Thanks for the ping.
> In the current situation there is no policy, which means that everything is
> allowed. Indeed, there is at least one package with filenames using more than
> one set of non-ASCII characters, so no user can see correctly the names of
> every file in this package at the same time.
Some more data here. I checked sid main amd64 binary packages. The only
ones containing invalid UTF-8 sequences (and thus violating the current
proposal) would be aspell-is and jpilot. This suggests that UTF-8 is a
defacto standard already. Fixing two packages shouldn't be that hard. I
have filed a wishlist bug #704446 against lintian to check for this
regardless of the outcome of this bug.
> On my side, I made a proposal with actionable items: fix the few packages that
> are not using UTF-8, and modify the Policy to reflect the current practice
> of using ASCII in most of the times and other UTF-8 characters parcimoniously.

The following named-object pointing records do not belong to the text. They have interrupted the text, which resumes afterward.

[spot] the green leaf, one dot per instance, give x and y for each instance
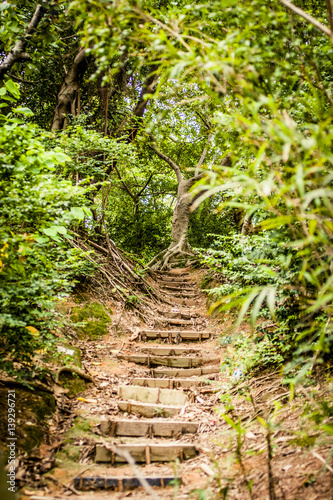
(50, 231)
(87, 211)
(13, 88)
(77, 213)
(24, 111)
(61, 157)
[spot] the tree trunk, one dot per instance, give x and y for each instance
(179, 248)
(181, 217)
(68, 97)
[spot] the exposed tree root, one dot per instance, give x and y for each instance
(179, 251)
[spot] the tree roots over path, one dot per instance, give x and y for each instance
(180, 252)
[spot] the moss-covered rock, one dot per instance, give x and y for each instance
(91, 320)
(72, 382)
(32, 409)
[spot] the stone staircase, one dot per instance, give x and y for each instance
(158, 425)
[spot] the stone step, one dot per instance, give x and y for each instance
(149, 410)
(186, 372)
(177, 313)
(176, 279)
(179, 362)
(170, 351)
(152, 395)
(121, 483)
(182, 294)
(179, 271)
(169, 383)
(177, 335)
(146, 453)
(184, 302)
(177, 321)
(148, 428)
(179, 287)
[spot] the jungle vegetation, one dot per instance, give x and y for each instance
(164, 131)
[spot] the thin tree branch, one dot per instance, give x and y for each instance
(329, 4)
(307, 17)
(203, 119)
(22, 80)
(17, 52)
(141, 105)
(203, 155)
(168, 160)
(144, 187)
(69, 90)
(127, 189)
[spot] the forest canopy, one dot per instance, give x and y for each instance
(176, 132)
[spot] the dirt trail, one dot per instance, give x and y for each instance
(158, 398)
(154, 400)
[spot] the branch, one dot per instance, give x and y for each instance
(168, 160)
(329, 4)
(17, 52)
(197, 168)
(307, 17)
(203, 119)
(22, 80)
(69, 90)
(141, 105)
(127, 189)
(144, 187)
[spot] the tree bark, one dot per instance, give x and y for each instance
(69, 95)
(179, 246)
(17, 53)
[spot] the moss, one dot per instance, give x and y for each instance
(64, 355)
(33, 435)
(33, 407)
(91, 320)
(72, 382)
(80, 428)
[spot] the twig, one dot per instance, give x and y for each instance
(316, 455)
(307, 17)
(129, 459)
(271, 488)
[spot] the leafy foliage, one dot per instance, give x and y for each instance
(35, 263)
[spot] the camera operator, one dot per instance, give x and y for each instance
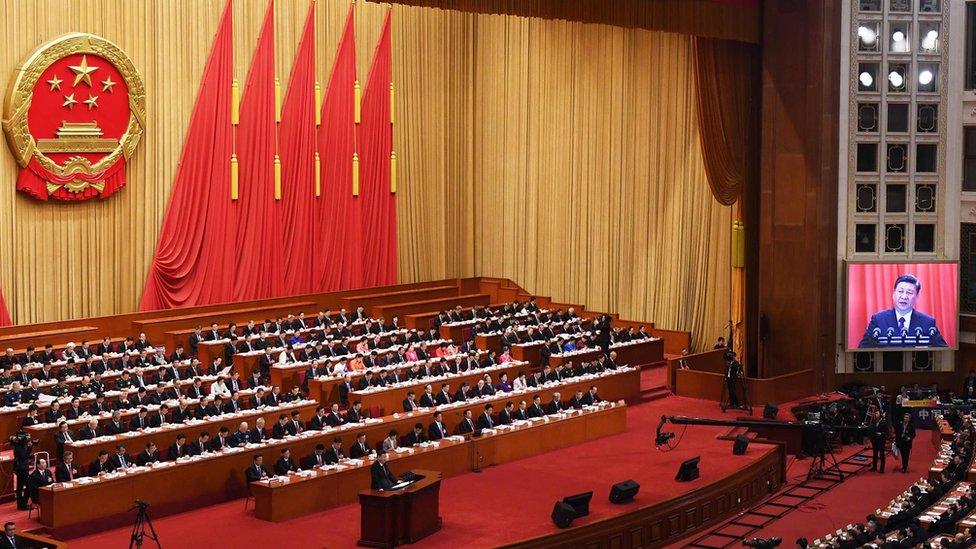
(23, 448)
(879, 439)
(733, 371)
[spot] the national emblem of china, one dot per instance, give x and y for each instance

I am in favour of this solution.
* Requiring any subset of UTF-8 has the direct benefit of being able to
interpret all filenames used without guesswork.
* This is in line with Fedora's policy.
* I saw very little disagreement about whether to permit non-UTF-8
sequences. Discussion seemed mostly to be around which subset to
require.
> I understand very well the arguments against having any UTF-8 character at all,
> but we currently have such packages in our archive, so if there is no plan to
> modify these packages, then we can not plan to solve this bug.
I see little benefit with restricting to ASCII compared to the benefit
with restricting to UTF-8. Remember that the goal of this bug was to
make filenames machine readable. I think that further restrictions
should happen in the context of #99933. I asked for not merging these
issues, because I would like to keep the scope of this issue limited and
thus implementable.
> Can others comment how they would like to see this bug solved ?
Any proposal that limits to a subset of UTF-8 and a superset of
printable ASCII is fine with me. My preferred choice would be just
UTF-8. I have no objections to recommending the use of a subset of
printable ASCII either.
To me it appears to be a matter of wording right now. Consensus is
basically there. Implementing it would cause two policy violations
(aspell-is and jpilot), which imo is little impact.